Discussion:
ustack() misses caller of leaf under profile probe
Ryan Johnson
2010-07-14 10:05:38 UTC
Permalink
Hi all,

There was a discussion about this a while back, but now some new
information has come to light:

Consider the situation where a thread calls a leaf function which does
not create a stack frame (such as atomic_*). The following toy program
demonstrates this scenario:

--- begin backtrace.c ------------
#include <atomic.h>
unsigned int x;
int foo() {
int y = 1;
while(y != 100) {
y = atomic_swap_32(&x, y);
}
return x;
}
int main() {
return 10 + foo();
}
--- end backtrace.c ------------

If we grab stack frames by instrumenting the function directly --
"pid$target::atomic_swap_32:entry {@counts[ustack()]=count();}" -- then
we get:

libc.so.1`atomic_swap_32
a.out`foo+0x2c
a.out`main+0x4
a.out`_start+0x108
1054138

If, on the other hand, we profile the process --
"profile-7777us/pid==$target/ {@counts[ustack()]=count(); }" -- and grab
stack frames again, we get (among other far rarer variants):

libc.so.1`atomic_swap_32
a.out`main+0x4
a.out`_start+0x108
1167

Note that this is *not* related to tail calls (there are none here).
Since in both cases $pc is the same, the problem must be due to either
the profile probe's way of saving process context or else the stack
walking code doing something wrong under profiling...

Ideas?
Ryan
Adam Leventhal
2010-07-19 17:55:47 UTC
Permalink
Hey Ryan,

We have special logic in pid provider entry and return probes to account for the fact that they execute in leaf call context. Unfortunately, this is not generally possible.
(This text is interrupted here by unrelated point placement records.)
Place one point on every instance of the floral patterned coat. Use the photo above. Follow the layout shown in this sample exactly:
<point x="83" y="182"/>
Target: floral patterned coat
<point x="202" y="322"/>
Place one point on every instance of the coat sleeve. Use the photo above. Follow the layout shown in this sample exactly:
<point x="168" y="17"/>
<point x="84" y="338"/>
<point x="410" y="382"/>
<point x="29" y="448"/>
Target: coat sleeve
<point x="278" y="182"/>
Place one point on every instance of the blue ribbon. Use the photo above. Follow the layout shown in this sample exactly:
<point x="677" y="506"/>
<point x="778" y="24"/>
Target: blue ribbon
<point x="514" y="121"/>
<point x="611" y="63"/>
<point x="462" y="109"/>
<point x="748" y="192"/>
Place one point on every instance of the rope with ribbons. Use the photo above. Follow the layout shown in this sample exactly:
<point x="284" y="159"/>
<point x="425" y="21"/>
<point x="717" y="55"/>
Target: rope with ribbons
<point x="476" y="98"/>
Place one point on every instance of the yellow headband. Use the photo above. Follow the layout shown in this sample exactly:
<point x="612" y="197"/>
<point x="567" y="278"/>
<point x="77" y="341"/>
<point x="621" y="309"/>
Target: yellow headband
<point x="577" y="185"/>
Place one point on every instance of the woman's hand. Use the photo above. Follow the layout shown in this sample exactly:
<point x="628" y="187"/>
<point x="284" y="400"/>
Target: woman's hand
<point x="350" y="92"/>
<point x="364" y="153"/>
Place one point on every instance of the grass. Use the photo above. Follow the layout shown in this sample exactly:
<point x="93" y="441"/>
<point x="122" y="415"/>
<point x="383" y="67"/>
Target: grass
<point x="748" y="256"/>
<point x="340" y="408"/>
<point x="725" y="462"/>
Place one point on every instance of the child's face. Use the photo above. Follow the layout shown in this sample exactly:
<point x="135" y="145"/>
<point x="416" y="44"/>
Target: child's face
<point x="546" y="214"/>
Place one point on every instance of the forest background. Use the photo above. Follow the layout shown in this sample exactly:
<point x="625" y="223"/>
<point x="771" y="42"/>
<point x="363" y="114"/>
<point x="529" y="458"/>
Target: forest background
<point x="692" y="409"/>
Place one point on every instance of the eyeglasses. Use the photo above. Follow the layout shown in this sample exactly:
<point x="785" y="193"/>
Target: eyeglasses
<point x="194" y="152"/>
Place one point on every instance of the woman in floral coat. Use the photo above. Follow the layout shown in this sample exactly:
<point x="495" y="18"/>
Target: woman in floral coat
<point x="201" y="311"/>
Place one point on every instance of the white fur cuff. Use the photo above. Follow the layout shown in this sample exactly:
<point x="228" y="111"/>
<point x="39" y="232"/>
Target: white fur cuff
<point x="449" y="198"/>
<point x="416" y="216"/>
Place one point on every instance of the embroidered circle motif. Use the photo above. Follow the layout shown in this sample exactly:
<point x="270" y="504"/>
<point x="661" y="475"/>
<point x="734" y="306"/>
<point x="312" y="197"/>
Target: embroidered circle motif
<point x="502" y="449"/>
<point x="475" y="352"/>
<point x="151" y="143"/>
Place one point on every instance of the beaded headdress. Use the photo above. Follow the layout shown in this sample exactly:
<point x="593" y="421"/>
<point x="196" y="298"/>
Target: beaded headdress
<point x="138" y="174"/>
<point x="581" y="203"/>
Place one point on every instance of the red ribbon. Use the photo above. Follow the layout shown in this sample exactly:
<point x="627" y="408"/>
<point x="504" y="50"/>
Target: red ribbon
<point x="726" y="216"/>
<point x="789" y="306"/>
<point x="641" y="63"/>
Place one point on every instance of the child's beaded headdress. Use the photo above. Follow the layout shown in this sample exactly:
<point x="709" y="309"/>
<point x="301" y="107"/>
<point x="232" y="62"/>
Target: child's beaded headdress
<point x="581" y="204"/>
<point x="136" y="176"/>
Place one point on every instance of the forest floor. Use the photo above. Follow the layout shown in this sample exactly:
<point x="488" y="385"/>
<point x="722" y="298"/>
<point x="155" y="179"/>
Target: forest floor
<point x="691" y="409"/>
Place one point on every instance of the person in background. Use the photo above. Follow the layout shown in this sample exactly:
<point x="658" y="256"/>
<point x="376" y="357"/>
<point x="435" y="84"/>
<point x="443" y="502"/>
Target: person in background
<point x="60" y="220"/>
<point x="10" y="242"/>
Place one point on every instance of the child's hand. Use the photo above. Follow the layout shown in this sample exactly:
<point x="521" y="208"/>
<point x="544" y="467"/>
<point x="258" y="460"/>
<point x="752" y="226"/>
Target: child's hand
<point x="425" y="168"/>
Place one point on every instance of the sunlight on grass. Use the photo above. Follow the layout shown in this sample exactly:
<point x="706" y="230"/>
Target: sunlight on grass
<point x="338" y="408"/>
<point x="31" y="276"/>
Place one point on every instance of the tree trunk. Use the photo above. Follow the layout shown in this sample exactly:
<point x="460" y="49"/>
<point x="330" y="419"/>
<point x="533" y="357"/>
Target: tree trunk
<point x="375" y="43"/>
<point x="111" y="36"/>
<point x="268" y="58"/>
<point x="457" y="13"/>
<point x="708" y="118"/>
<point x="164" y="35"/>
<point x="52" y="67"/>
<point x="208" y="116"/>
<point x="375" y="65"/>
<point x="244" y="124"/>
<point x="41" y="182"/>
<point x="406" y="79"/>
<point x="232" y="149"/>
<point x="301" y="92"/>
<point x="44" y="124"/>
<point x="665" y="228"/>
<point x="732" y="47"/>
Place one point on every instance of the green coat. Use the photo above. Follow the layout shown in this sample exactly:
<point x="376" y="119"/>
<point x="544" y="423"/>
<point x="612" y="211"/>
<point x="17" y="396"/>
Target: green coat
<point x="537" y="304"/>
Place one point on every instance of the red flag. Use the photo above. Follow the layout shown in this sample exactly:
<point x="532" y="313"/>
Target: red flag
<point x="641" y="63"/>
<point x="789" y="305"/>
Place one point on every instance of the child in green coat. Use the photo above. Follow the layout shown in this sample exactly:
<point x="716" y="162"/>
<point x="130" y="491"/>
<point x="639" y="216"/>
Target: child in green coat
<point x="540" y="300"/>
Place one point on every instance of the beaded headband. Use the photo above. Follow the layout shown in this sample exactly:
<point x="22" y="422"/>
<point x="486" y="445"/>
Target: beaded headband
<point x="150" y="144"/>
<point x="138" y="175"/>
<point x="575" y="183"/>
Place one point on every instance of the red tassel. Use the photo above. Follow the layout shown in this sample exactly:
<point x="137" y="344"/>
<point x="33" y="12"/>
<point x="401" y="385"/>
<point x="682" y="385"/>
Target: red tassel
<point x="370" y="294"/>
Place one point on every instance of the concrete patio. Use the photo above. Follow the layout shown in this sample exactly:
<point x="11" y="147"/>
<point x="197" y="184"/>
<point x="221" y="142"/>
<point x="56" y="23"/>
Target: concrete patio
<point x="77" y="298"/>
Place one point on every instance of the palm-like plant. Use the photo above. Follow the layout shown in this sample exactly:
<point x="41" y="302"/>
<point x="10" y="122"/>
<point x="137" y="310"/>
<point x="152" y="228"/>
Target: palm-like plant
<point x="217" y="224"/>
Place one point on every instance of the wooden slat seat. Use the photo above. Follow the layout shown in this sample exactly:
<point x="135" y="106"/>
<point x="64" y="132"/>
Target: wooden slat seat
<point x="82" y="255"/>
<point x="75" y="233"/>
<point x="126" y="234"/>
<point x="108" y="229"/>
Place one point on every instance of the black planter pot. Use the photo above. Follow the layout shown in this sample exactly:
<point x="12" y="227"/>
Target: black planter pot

Search for uses of CPU_DTRACE_ENTRY on cvs.opensolaris.org.

Adam
Post by Ryan Johnson
Hi all,
--- begin backtrace.c ------------
#include <atomic.h>
unsigned int x;
int foo() {
int y = 1;
while(y != 100) {
y = atomic_swap_32(&x, y);
}
return x;
}
int main() {
return 10 + foo();
}
--- end backtrace.c ------------
libc.so.1`atomic_swap_32
a.out`foo+0x2c
a.out`main+0x4
a.out`_start+0x108
1054138
libc.so.1`atomic_swap_32
a.out`main+0x4
a.out`_start+0x108
1167
Note that this is *not* related to tail calls (there are none here). Since in both cases $pc is the same, the problem must be due to either the profile probe's way of saving process context or else the stack walking code doing something wrong under profiling...
Ideas?
Ryan
_______________________________________________
dtrace-discuss mailing list
--
Adam Leventhal, Fishworks http://blogs.sun.com/ahl
Ryan Johnson
2010-07-20 15:50:22 UTC
Permalink
Hi Adam,

CPU_DTRACE_ENTRY: that would explain the difference between the two use
cases...

Not generally possible: I guess this is technically true, thanks to
trampolines, tail calls, and JMPL whose source registers have probably
been clobbered. However, we should at least be able to detect vanilla
CALL reliably by decoding %i7 (I've never heard of a compiler clobbering
it). The attached scripts do this. The dtrace script reads in the
instruction at %i7, decodes it and computes the target when possible,
and emits the result at the head of each stack trace. The awk script
(which takes the dtrace script's output as input) then checks whether
i7's target points to the same function as the leaf's caller and decide
whether to filter it out.

Running the two scripts on a process, I got 13.5k total samples, with
with 214 of those unable to read %i7 for some reason; of the valid
samples, 8.2k had %i7's target point to a different function than the leaf.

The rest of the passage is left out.